While it may be important to understand how plasma protein binding impacts free concentrations of drug in humans, it can also be important to understand the differences in plasma protein binding for common preclinical species. We also offer plasma protein binding assessment for other common preclinical species such as mouse, rat, dog and monkey. Other species may be available on request.
In Vitro PPB Study Results
Once the appropriate conditions have been identified, the fraction unbound will be measured in triplicate. The plasma protein binding of the positive control, warfarin, is also quantified along with that of the drug candidate. Depending on the results from the preliminary evaluation, it may be determined that an alternate method such as ultrafiltration or ultracentrifugation may be needed, which can be performed through our partners at the Drug Development Solutions Center, in Tokai, Japan.

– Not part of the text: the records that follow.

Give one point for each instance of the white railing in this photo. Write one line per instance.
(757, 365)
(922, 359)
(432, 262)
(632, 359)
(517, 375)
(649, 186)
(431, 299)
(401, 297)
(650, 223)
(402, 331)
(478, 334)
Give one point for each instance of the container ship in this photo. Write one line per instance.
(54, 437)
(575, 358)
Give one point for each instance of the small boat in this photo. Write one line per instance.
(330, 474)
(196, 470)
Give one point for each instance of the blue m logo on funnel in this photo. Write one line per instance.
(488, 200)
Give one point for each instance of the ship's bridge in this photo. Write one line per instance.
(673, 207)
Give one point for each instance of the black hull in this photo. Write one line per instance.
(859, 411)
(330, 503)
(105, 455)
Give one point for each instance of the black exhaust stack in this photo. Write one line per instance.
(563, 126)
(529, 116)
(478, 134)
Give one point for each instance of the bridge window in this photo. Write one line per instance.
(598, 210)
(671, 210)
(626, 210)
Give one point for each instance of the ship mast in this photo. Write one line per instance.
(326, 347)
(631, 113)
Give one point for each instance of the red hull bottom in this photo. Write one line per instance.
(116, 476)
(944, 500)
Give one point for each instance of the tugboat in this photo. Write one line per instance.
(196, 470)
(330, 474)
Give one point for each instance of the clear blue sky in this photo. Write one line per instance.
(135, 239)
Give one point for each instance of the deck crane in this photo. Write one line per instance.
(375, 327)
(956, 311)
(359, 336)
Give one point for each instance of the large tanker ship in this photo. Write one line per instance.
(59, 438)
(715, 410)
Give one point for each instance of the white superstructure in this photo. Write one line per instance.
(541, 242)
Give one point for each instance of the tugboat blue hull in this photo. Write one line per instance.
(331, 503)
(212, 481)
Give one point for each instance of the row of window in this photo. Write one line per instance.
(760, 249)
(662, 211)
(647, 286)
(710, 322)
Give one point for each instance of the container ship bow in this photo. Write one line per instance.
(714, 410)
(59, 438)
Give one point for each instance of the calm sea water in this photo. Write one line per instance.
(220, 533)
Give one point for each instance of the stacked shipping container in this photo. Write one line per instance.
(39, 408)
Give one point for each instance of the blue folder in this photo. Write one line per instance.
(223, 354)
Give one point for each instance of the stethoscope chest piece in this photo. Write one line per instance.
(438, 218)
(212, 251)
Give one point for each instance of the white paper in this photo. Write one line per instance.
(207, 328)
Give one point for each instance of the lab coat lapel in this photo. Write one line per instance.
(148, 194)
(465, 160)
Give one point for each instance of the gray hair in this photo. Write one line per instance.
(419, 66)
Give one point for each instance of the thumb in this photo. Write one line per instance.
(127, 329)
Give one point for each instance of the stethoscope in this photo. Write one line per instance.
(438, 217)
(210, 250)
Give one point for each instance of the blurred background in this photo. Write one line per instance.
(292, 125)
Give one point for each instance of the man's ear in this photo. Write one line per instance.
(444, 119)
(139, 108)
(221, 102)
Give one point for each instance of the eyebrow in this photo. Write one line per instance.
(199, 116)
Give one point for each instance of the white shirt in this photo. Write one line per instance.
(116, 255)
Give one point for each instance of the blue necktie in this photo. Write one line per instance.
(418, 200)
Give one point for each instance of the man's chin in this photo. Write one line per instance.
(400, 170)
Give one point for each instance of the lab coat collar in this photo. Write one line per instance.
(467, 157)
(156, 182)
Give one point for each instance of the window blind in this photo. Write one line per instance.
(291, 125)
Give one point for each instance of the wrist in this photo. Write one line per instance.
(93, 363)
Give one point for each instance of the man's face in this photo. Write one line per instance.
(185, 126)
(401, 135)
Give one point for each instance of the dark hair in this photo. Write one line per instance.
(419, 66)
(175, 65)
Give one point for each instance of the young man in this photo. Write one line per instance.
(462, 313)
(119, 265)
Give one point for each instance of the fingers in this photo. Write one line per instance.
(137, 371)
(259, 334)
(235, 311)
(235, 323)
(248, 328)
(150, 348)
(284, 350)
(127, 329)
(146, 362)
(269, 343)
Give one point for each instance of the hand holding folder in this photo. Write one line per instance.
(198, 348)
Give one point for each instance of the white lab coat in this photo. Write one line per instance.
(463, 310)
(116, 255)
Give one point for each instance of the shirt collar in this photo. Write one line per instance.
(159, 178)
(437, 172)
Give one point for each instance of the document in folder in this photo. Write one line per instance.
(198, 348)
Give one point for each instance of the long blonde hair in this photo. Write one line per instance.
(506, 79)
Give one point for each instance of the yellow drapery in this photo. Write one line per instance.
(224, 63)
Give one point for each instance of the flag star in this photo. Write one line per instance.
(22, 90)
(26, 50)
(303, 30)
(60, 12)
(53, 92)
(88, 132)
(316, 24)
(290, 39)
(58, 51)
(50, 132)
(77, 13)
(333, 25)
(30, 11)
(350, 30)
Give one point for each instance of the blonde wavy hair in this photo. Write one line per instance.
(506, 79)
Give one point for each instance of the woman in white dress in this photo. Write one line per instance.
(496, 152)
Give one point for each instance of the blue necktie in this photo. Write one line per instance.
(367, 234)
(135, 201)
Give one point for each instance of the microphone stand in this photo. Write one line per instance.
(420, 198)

Additional Methods Available through the Drug Development Solutions Center
Discovery Plus™ Screening Suite presents medium-throughput alternatives to definitive metabolism & DDI studies through non-GLP, abbreviated versions of our definitive assays. This option is best used for comparison of multiple compounds or to yield preliminary data for definitive in vitro studies. Our medium-throughput screening service uses Rapid Equilibrium Dialysis to measure fraction unbound (fu), non-specific binding (% recovery) and the plasma stability (% remaining) of your compound. The study design allows evaluation of up to 15 compounds (plus a positive control) at a single concentration dialyzed against buffer at 37°C for four hours, with plasma from up to six different species and relative quantitation analysis by LC-MS/MS.
In vivo Plasma Protein Binding studies are also available to determine free drug concentration in plasma from treated animals or human plasma using radiolabeled or unlabeled compound.